In July, there were always community functions going on, including races, ice cream stands, baseball games and even free movies in the evening. The projector would be powered by someone’s car. This was followed by dances, which would go until daylight sometimes.
For a time, Canuck was a thriving place with two dance clubs, the Quadrille Club and the Good Fellows Club, as well as a dramatic society. The Canuck Dramatic Society worked very hard and would raise money to pay for insurance on the Canuck Hall, through their plays and performances.
Canuck also once had a hotel, which was nearly always full with 30 to 40 travellers stopping there each night to enjoy a comfortable bed and a warm meal. There was no bar in the hotel, that was in the Blind Pig, found down the street in a private residence. Run by the wife of the blacksmith, it wasn’t a legal drinking spot but that didn’t stop a lot of people from stopping by. If the blacksmith saw the police coming, he would bang on his anvil several times to alert his wife to hide the liquor.
The first elevator was built in 1922, with a capacity of 29,000 bushels.
Canuck would have its second elevator in 1924, with a storage capacity of 30,000 bushels, followed by an annex that could hold 29,000 bushels. Two more elevators would be built in the town during the 1920s.
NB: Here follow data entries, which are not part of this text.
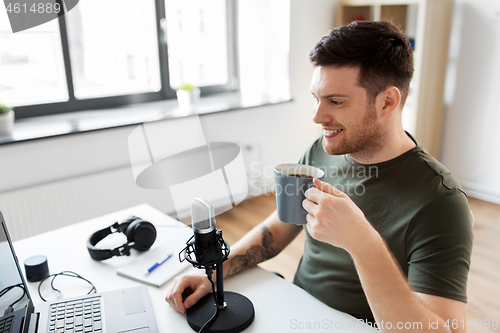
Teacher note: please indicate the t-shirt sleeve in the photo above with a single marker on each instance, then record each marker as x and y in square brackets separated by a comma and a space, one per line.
[307, 157]
[439, 245]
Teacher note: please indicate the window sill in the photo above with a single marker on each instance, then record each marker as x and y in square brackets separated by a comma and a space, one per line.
[87, 121]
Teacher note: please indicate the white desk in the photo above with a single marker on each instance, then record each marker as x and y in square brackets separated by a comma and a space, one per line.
[279, 305]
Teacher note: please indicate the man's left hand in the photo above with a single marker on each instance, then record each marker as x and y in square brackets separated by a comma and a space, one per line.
[334, 218]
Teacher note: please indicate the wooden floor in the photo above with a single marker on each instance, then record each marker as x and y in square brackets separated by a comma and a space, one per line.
[484, 277]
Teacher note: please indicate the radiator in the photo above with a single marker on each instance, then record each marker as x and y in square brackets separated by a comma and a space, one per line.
[38, 209]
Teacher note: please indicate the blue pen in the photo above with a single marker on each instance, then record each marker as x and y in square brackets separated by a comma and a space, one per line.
[152, 268]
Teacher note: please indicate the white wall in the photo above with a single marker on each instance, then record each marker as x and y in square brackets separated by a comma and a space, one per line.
[471, 140]
[282, 132]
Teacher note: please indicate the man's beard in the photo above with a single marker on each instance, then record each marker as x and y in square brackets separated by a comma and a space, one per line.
[363, 141]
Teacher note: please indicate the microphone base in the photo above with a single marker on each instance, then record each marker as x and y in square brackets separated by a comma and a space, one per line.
[235, 317]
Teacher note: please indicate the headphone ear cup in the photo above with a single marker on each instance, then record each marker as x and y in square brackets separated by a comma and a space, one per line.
[142, 233]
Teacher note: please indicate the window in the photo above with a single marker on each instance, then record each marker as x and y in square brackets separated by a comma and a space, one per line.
[117, 52]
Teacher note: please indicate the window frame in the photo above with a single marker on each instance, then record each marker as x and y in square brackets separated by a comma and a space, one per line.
[166, 92]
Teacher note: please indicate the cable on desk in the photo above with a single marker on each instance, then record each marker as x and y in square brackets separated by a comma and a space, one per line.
[64, 273]
[10, 308]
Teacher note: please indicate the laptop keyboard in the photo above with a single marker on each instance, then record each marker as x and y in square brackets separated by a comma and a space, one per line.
[76, 316]
[6, 325]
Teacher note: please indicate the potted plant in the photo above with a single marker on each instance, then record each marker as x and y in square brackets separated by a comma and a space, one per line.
[6, 119]
[188, 96]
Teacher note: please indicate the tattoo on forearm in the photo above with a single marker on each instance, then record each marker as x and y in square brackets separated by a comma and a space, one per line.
[255, 254]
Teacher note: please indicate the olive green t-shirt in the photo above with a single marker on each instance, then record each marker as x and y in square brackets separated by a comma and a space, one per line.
[420, 210]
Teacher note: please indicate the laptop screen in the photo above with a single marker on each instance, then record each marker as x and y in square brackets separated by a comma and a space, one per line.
[14, 298]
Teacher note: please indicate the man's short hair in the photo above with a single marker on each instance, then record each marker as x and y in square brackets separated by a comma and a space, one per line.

The first church came along in 1924, a simple mission that served as the place of worship for many years. The first resident priest was Father Duchaine, who came to the area two years previous.
For many years, Canuck was a very busy town with plenty for everyone to do. Full of musically talented people, there were always concerts being held in the town. Throughout the last part of the 1920s, things were good.
Then the stock market crashed and the price of grain fell to nothing. Within a few years of The Dirty Thirties, the once thriving hotel had closed down. It would eventually be sold to people in Val Marie and moved there. Throughout the 1930s, many residents of Canuck moved away due to poor crops and even worse crop prices.
Residents would continue to leave throughout the coming decades. The original school would close down in 1954, and the elevators would close down in the 1960s and 1970s.

Today, little remains of this once thriving community.